It seems not every governor can produce a traffic jam
Gov. Dannel P. Malloy once called himself the “anti-Christie,” a gibe at New Jersey Gov. Chris Christie. Now, his staff has produced the anti-Bridgegate: That’s when you count on a traffic jam, and it doesn’t happen.
Malloy held a press conference Tuesday at a spot picked for its view of a single-lane on-ramp to the Charter Oak Bridge in Hartford that reliably backs up onto I-91, perfect to illustrate why he has made transportation infrastructure a priority.
The governor announced that a project in 2018 will “construct two lanes of traffic to get onto the bridge, as opposed to the one lane that is currently causing such a big problem.”
“Except today,” muttered a state employee.
The ramp was clear.
Malloy shrugged off the unusual absence of a traffic jam at Exit 29, where motorists leave I-91 north to cross the Connecticut River and connect with I-84 east.

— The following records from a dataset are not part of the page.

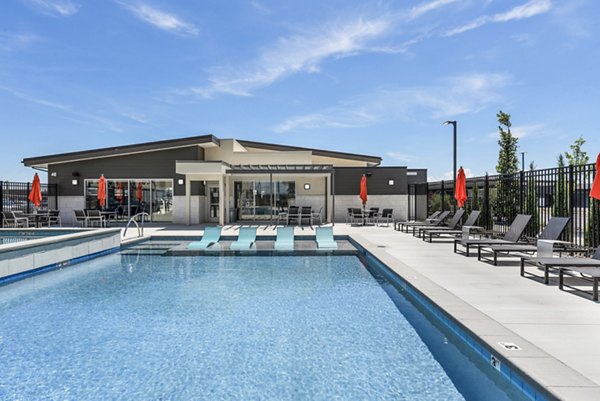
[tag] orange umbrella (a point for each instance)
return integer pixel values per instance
(595, 192)
(35, 195)
(139, 193)
(102, 190)
(363, 189)
(460, 192)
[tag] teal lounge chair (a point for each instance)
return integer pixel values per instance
(325, 238)
(210, 237)
(246, 239)
(285, 239)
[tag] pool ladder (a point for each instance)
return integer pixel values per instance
(133, 220)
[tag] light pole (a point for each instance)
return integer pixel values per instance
(454, 176)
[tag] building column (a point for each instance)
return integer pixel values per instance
(221, 201)
(188, 201)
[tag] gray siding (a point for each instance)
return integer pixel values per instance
(347, 180)
(159, 165)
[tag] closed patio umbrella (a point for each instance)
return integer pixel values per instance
(102, 191)
(595, 191)
(460, 192)
(35, 195)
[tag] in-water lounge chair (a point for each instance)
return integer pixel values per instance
(551, 233)
(246, 239)
(565, 263)
(453, 225)
(285, 239)
(399, 225)
(325, 238)
(439, 231)
(515, 231)
(210, 237)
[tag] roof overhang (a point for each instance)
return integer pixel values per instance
(204, 141)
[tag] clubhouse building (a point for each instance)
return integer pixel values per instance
(204, 179)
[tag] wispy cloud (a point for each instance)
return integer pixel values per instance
(450, 97)
(294, 54)
(54, 8)
(160, 19)
(527, 10)
(82, 116)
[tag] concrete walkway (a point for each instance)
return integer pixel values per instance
(558, 332)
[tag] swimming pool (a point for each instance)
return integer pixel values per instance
(148, 327)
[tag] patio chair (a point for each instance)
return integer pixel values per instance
(293, 214)
(386, 215)
(438, 232)
(285, 239)
(318, 215)
(95, 217)
(210, 237)
(246, 239)
(306, 214)
(428, 223)
(324, 238)
(513, 235)
(81, 217)
(550, 234)
(398, 225)
(552, 263)
(453, 225)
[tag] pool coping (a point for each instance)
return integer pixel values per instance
(541, 368)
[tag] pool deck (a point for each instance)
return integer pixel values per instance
(557, 331)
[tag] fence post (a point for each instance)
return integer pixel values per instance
(442, 197)
(522, 185)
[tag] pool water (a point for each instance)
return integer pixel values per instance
(232, 328)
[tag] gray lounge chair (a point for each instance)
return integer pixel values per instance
(453, 225)
(513, 235)
(549, 263)
(399, 225)
(430, 223)
(439, 231)
(246, 239)
(325, 239)
(285, 239)
(210, 238)
(551, 232)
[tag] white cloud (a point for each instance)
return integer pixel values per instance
(450, 97)
(55, 8)
(527, 10)
(160, 19)
(295, 54)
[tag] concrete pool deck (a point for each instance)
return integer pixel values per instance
(557, 331)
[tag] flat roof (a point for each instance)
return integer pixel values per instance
(44, 161)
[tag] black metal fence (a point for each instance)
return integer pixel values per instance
(13, 196)
(559, 191)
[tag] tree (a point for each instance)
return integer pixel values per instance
(560, 205)
(579, 157)
(508, 197)
(508, 163)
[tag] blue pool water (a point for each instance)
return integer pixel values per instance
(257, 328)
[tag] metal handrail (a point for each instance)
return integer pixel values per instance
(133, 220)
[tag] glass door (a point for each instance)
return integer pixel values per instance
(213, 204)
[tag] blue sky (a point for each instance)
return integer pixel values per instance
(372, 77)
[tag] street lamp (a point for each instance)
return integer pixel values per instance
(454, 127)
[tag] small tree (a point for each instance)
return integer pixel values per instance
(508, 194)
(579, 157)
(560, 206)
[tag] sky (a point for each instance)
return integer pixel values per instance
(368, 77)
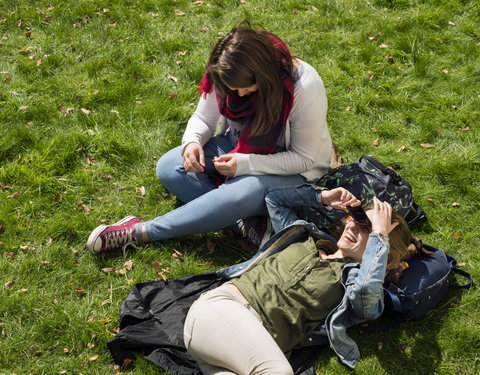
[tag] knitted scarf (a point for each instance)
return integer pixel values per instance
(242, 109)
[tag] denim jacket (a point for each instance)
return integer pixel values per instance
(363, 283)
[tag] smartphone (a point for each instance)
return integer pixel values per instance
(359, 216)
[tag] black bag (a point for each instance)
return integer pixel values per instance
(422, 286)
(366, 179)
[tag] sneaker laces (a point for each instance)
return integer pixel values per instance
(120, 239)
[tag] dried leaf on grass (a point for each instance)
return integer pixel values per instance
(211, 247)
(128, 265)
(178, 255)
(141, 190)
(9, 284)
(426, 145)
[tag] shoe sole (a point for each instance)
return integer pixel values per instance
(98, 230)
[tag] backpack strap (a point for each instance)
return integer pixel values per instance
(460, 272)
(453, 262)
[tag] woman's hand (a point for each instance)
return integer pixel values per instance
(226, 164)
(193, 158)
(382, 217)
(339, 198)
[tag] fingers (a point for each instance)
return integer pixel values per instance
(339, 198)
(194, 158)
(226, 164)
(382, 216)
(348, 199)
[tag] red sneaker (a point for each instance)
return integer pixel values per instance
(115, 236)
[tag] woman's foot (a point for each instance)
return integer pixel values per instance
(116, 236)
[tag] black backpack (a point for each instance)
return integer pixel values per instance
(422, 285)
(366, 179)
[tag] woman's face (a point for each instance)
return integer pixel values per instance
(245, 90)
(354, 239)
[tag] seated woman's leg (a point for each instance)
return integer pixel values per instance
(281, 203)
(223, 331)
(187, 186)
(216, 209)
(219, 208)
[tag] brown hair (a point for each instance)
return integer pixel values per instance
(245, 57)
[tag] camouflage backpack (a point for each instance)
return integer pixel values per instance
(365, 179)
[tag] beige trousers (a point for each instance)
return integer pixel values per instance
(225, 335)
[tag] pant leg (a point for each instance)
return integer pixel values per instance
(281, 203)
(223, 331)
(187, 186)
(219, 208)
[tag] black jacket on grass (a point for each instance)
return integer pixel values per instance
(152, 320)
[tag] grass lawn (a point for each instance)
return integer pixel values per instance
(92, 92)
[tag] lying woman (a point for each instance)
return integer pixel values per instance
(250, 325)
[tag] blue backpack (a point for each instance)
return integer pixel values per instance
(422, 286)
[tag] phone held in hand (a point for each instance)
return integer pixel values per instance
(360, 217)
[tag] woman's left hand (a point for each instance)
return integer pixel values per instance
(382, 217)
(226, 164)
(339, 198)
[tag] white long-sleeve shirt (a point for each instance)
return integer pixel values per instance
(306, 138)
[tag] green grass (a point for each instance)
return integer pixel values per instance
(87, 107)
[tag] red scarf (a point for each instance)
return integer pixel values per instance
(241, 109)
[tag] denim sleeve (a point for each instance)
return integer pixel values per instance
(365, 292)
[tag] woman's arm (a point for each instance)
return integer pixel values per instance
(310, 144)
(203, 123)
(365, 289)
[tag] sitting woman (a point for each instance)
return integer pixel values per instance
(251, 324)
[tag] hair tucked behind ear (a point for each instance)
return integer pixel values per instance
(245, 57)
(400, 242)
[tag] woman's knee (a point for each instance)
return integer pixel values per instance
(282, 368)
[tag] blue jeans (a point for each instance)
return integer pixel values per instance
(281, 203)
(208, 207)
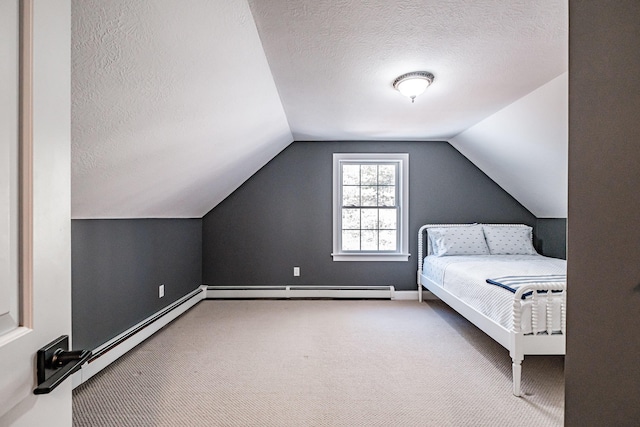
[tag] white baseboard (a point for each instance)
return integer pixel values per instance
(295, 291)
(121, 344)
(405, 295)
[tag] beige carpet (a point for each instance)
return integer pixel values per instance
(320, 363)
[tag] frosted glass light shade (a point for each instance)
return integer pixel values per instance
(413, 84)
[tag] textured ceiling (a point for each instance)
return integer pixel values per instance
(334, 62)
(175, 104)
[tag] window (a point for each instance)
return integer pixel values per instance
(370, 207)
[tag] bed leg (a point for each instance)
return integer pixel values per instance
(517, 371)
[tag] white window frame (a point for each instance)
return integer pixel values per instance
(402, 159)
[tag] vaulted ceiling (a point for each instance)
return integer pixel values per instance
(175, 104)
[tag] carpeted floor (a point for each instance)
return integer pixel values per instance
(320, 363)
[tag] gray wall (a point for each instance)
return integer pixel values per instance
(282, 216)
(117, 266)
(551, 237)
(603, 343)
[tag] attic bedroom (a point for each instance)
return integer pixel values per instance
(200, 145)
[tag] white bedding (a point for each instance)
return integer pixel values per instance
(465, 277)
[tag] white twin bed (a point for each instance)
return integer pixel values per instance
(492, 275)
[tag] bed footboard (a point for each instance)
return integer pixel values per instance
(558, 292)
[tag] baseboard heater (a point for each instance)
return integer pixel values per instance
(291, 291)
(110, 351)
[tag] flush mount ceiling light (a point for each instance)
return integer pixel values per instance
(413, 84)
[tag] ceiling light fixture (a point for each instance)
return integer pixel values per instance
(413, 84)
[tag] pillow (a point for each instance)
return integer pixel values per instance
(467, 240)
(509, 240)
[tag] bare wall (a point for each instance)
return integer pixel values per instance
(603, 343)
(117, 266)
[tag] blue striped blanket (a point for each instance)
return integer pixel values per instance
(513, 283)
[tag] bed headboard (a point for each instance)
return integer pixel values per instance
(424, 250)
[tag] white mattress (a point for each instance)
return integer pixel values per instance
(464, 276)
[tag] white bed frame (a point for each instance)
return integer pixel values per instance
(518, 343)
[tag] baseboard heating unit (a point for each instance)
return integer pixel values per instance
(118, 346)
(291, 291)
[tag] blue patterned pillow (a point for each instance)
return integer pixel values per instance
(509, 240)
(467, 240)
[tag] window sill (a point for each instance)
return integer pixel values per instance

“I have to tell you about three weeks ago I came by this section, where it was backed up — and it can go as far back as Wethersfield,” Malloy said.
On that day, Malloy said, he witnessed three accidents. Eighty-eight accidents are reported there annually. On some days, the traffic backs up 1.4 miles to the Wethersfield Cove.
Malloy, who was on the second day of a road show promoting last week’s passage of a budget that sets aside a half-point of the sales tax for transportation, said he favors protecting the new revenue in a “lockbox.”
Statutory limits on how funds can be spent can be overridden by subsequent legislatures, but the governor said a state law would be helpful until a constitutional amendment can be passed.
The General Assembly is returning in special session later this month, but the call of the session does not include consideration of a lockbox.
Malloy said he intends to ask legislative leaders to broaden the call of the special session.